Une rétrospective Bernard Buffet, il fallait oser !

Un artiste tombé dans les oubliettes de l’histoire de l’art… et pourtant en entrant au Musée d’art Moderne de la ville de Paris aujourd’hui, son oeuvre m’apparait comme une évidence.

Bernard Buffet était enfoui dans notre mémoire culturelle, comme un secret de famille que l’on n’ose découvrir…

 

Dès l’entrée, c’est un plongeon dans un style, nous sommes accueillis par une immense peinture de tauromachie, où le taureau est marqué au fer rouge des initiales de Bernard Buffet, le ton est mis et je comprends la métaphore de l’artiste seul dans l’arène face à tous les autres qui le blessent à mort, je suis face à un spectacle des couleurs de la vie à la mort.

Devant son oeuvre on ne peut rester indifférent, comment  ne pas être déstabilisé, c’est un choc ! Pour moi, Bernard Buffet c’était un portrait de clown aperçu derrière les rideaux d’une galerie ou quelques affiches vues ci et là.

Elève au lycée Carnot, il s’ennuyait à l’école, adorait les sciences naturelles et dessinait des libellules et papillons. A 15 ans il rentre aux Beaux-Arts avec une dérogation et deviendra alors pour un temps une star.

Chaque exposition provoquait une émeute, des autographes étaient signés sur des tickets de métro. Dans le film « Comment épouser un millionnaire ? «  l’appartement de Lauren Bacall est décoré d’un grand paysage  de Bernard Buffet.

Expo Bernard Buffet MAMVP
Expo Bernard Buffet MAMVP

On le disait l’égal de Picasso. S’en suivent des expositions avec Kees Van Dongen, Utrillo, Rouault, Villon… Jean Cocteau lui consacre un poème, ill illustre « La voix humaine »  du poète.

Bernard Buffet ©Thegazeofaparisienne
Bernard Buffet
©Thegazeofaparisienne

Je ne m’étais pas préparée à une telle présence. Le début d’exposition est impressionnant de froideur, c’est  l’invention d’un style, je suis impressionnée par ce jeune homme de 19 ans qui peint la « Ravaudeuse de filets » ou encore un peu plus tard  « Horreur de la guerre » (1955). Je suis à la fois déroutée par le ton glacial, la dureté de ses peintures et à la fois enchantée par une nature morte.

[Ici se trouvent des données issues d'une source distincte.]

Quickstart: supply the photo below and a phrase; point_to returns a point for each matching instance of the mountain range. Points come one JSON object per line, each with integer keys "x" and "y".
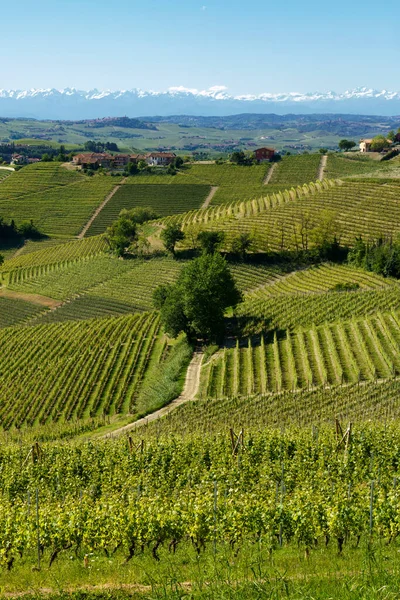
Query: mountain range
{"x": 71, "y": 104}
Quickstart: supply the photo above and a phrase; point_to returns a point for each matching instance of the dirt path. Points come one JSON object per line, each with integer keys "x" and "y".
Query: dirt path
{"x": 189, "y": 393}
{"x": 99, "y": 209}
{"x": 34, "y": 298}
{"x": 322, "y": 167}
{"x": 268, "y": 176}
{"x": 209, "y": 197}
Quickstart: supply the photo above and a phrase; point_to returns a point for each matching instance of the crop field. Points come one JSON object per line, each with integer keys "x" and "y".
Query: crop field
{"x": 357, "y": 209}
{"x": 86, "y": 368}
{"x": 62, "y": 209}
{"x": 70, "y": 251}
{"x": 344, "y": 166}
{"x": 164, "y": 199}
{"x": 34, "y": 179}
{"x": 342, "y": 352}
{"x": 296, "y": 170}
{"x": 16, "y": 312}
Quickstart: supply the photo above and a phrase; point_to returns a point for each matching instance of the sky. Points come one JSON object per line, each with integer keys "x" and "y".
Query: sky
{"x": 249, "y": 47}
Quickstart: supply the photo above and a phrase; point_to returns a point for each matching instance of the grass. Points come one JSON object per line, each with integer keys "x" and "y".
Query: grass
{"x": 164, "y": 199}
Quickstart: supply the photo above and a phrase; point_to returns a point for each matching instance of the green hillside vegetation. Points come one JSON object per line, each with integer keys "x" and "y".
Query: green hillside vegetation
{"x": 256, "y": 477}
{"x": 164, "y": 199}
{"x": 91, "y": 367}
{"x": 362, "y": 208}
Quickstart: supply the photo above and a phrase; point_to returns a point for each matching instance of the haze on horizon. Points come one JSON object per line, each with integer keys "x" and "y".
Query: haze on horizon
{"x": 281, "y": 47}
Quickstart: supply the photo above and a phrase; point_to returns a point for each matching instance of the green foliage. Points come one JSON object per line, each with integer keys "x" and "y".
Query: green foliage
{"x": 163, "y": 383}
{"x": 197, "y": 302}
{"x": 242, "y": 244}
{"x": 210, "y": 241}
{"x": 382, "y": 256}
{"x": 379, "y": 142}
{"x": 122, "y": 234}
{"x": 170, "y": 236}
{"x": 347, "y": 145}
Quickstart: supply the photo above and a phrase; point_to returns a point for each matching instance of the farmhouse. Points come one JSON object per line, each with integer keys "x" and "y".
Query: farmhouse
{"x": 264, "y": 154}
{"x": 159, "y": 159}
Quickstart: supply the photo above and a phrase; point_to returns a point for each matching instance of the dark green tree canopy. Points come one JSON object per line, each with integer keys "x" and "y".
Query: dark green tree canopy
{"x": 347, "y": 145}
{"x": 210, "y": 241}
{"x": 170, "y": 236}
{"x": 197, "y": 302}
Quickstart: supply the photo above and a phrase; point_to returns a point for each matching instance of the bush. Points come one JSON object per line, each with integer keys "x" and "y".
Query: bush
{"x": 164, "y": 382}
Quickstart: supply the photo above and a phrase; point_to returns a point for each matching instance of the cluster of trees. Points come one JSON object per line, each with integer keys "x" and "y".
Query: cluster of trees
{"x": 381, "y": 256}
{"x": 95, "y": 146}
{"x": 196, "y": 304}
{"x": 124, "y": 236}
{"x": 12, "y": 234}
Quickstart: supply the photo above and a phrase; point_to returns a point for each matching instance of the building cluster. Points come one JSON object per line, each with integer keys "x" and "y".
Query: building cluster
{"x": 20, "y": 159}
{"x": 119, "y": 161}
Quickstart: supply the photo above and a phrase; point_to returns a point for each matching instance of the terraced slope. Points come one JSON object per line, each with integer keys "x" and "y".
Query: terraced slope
{"x": 74, "y": 369}
{"x": 296, "y": 170}
{"x": 164, "y": 199}
{"x": 16, "y": 312}
{"x": 362, "y": 208}
{"x": 330, "y": 354}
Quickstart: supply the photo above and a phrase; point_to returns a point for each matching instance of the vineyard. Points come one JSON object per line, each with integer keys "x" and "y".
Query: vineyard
{"x": 296, "y": 170}
{"x": 75, "y": 369}
{"x": 200, "y": 496}
{"x": 279, "y": 221}
{"x": 330, "y": 354}
{"x": 280, "y": 452}
{"x": 164, "y": 199}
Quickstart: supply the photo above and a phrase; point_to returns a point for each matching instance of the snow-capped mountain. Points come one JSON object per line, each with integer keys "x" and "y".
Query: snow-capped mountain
{"x": 72, "y": 104}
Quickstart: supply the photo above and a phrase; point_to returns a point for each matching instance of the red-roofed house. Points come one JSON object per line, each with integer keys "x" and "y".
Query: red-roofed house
{"x": 264, "y": 154}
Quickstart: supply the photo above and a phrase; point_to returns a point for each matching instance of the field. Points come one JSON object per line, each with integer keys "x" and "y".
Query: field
{"x": 91, "y": 367}
{"x": 164, "y": 199}
{"x": 275, "y": 471}
{"x": 360, "y": 208}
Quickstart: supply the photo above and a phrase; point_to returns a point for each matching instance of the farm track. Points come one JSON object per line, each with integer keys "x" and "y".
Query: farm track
{"x": 269, "y": 174}
{"x": 322, "y": 167}
{"x": 210, "y": 196}
{"x": 191, "y": 387}
{"x": 99, "y": 209}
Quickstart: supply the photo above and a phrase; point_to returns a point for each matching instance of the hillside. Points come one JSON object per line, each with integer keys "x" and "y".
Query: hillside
{"x": 272, "y": 447}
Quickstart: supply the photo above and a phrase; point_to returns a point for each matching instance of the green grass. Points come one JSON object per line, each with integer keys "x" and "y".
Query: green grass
{"x": 16, "y": 312}
{"x": 164, "y": 199}
{"x": 74, "y": 370}
{"x": 296, "y": 170}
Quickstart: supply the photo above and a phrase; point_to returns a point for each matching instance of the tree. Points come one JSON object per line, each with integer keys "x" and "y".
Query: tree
{"x": 197, "y": 302}
{"x": 346, "y": 145}
{"x": 132, "y": 168}
{"x": 210, "y": 241}
{"x": 122, "y": 234}
{"x": 140, "y": 214}
{"x": 170, "y": 236}
{"x": 379, "y": 142}
{"x": 242, "y": 243}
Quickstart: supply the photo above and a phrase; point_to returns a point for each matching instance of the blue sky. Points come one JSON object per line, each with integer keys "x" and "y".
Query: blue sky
{"x": 250, "y": 47}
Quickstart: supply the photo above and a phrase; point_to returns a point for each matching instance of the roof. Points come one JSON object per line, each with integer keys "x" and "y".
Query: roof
{"x": 268, "y": 149}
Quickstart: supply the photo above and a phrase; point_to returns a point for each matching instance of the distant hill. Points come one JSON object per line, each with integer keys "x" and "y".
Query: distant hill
{"x": 75, "y": 104}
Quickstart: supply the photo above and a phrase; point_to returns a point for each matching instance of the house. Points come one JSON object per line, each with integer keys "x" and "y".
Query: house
{"x": 365, "y": 145}
{"x": 121, "y": 160}
{"x": 159, "y": 159}
{"x": 93, "y": 159}
{"x": 264, "y": 154}
{"x": 19, "y": 159}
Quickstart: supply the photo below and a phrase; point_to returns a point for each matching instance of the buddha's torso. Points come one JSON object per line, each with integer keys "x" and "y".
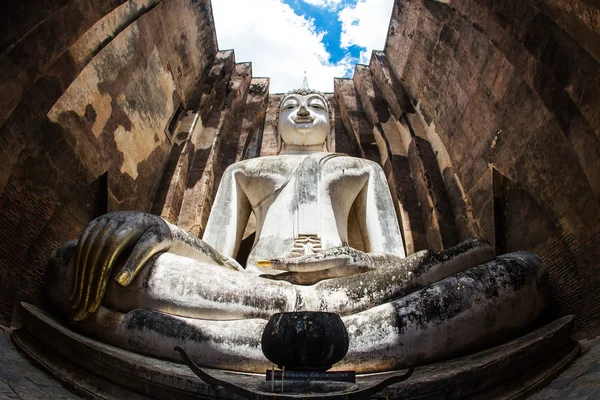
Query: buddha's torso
{"x": 298, "y": 201}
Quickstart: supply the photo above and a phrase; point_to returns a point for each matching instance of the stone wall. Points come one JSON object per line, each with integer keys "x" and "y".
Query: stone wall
{"x": 508, "y": 91}
{"x": 482, "y": 113}
{"x": 88, "y": 91}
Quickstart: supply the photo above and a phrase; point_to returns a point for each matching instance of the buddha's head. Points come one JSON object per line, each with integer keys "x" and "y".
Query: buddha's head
{"x": 304, "y": 120}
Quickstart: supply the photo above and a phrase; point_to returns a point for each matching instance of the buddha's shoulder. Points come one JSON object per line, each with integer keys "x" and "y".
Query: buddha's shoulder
{"x": 266, "y": 164}
{"x": 349, "y": 162}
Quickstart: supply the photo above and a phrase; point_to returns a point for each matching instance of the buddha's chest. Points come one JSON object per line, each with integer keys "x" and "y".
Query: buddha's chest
{"x": 305, "y": 183}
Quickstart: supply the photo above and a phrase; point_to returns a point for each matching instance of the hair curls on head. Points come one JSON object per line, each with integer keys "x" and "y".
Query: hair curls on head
{"x": 304, "y": 92}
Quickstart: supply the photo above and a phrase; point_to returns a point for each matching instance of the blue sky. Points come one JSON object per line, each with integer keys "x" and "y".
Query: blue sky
{"x": 284, "y": 38}
{"x": 326, "y": 21}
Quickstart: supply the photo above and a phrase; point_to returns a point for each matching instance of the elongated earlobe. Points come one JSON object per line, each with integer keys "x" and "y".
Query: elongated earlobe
{"x": 329, "y": 141}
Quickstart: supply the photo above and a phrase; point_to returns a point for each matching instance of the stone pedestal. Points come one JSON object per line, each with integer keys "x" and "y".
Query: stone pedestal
{"x": 94, "y": 370}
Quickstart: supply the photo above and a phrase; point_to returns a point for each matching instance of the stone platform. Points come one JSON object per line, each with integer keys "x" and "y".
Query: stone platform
{"x": 94, "y": 370}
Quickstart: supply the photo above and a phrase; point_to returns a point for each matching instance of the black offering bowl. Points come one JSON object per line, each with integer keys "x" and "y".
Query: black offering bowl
{"x": 305, "y": 341}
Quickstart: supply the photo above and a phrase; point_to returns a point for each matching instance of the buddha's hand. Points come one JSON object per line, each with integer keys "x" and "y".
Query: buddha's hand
{"x": 103, "y": 241}
{"x": 334, "y": 258}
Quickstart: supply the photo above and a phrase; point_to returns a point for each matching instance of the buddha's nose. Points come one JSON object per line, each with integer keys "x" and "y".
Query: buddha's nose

Dominique Gagneux Commissaire de l'exposition ©Thegazeofaparisienne
Dominique Gagneux
Commissaire de l’exposition
©Thegazeofaparisienne

Lui qui est si jeune semble avoir déjà  acquis un style, il est omniprésent, son portrait nous suit, glaçant. Heureusement les portraits de ses proches plus doux tempèrent nos sentiments, celui de son marchand Maurice Garnier d’abord, ou celui de Pierre Bergé qu’il rencontre à 21 ans, de très beaux portraits jetés à plat, les ombres inexistantes,  très bien vus.  Mais toujours un sentiment de solitude paradoxal chez ce mondain apparent  et je ne sais pas en tant que spectatrice,  si je suis acceptée …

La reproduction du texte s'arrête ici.